PP, PL e Republicanos abrem conversas, mas filiação de Bolsonaro é empecilho. Novo modelo exige que legendas se fidelizem por quatro anos

Valdemar Costa Neto (PL). | Foto: reprodução

Para fazer frente ao União Brasil, partido resultante da junção do DEM e do PSL, as legendas iniciam tratativas para se juntarem em federações. A possibilidade foi aberta depois que o Congresso derrubou o veto presidencial, há duas semanas. PP, PL e Republicanos abriram conversas para discutir o tema. Além disso, há tratativas entre MDB, Avante e Solidariedade e Cidadania, Rede e PV.

A nova legislação eleitoral permite que as siglas se unam em federações. No entanto exige-se que permaneçam juntas por, no mínimo, quatro anos. Este é um empecilho para o avanço das tratativas de PP, PL e Republicanos.

As siglas dão liberdade a seus diretórios estaduais para apoiarem o candidato à presidência mais conveniente na região. Com a probabilidade de Bolsonaro (sem partido) se filiar ao PP, a formação de federação pode ser prejudicada, pois, neste caso, todos teriam de apoiar o atual presidente.

MDB, Avante e Solidariedade esboçaram uma possível união. Mesmo assim admitem ser difícil que a federação prospere. Juntos, os partidos somariam 55 representantes na Câmara dos Deputados.
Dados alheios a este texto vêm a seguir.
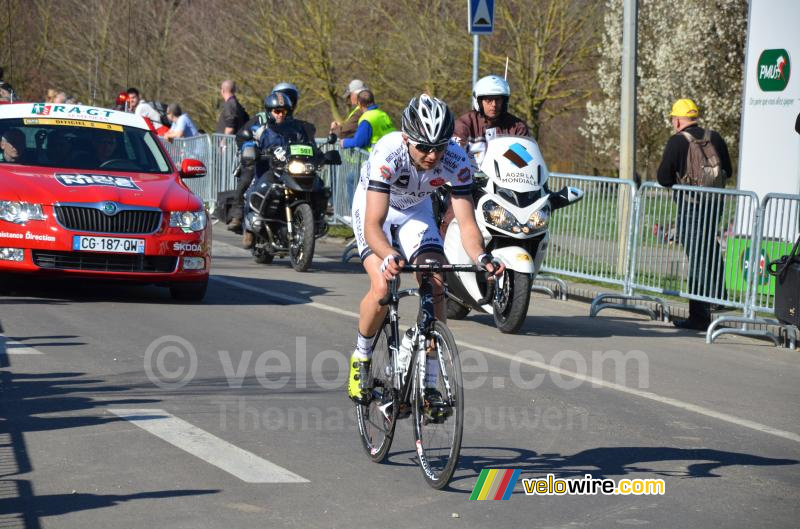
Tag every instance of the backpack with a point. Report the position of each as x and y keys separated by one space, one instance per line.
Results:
x=161 y=108
x=703 y=166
Apesar da previsão de que cada partido gerenciaria seus próprios fundos partidários e eleitorais, o dinheiro poderia ser usado para eleger políticos da aliança. A soma dos recursos de PP, PL e Republicanos é de R$ 153 bilhões.

As conversas evoluem entre Cidadania, Rede e PV. Na esquerda, PSB e PCdoB também consideram formar federação. O PDT procura adequação para considerar uma união. Segundo o presidente deste último, há muita conversa, mas nada definido.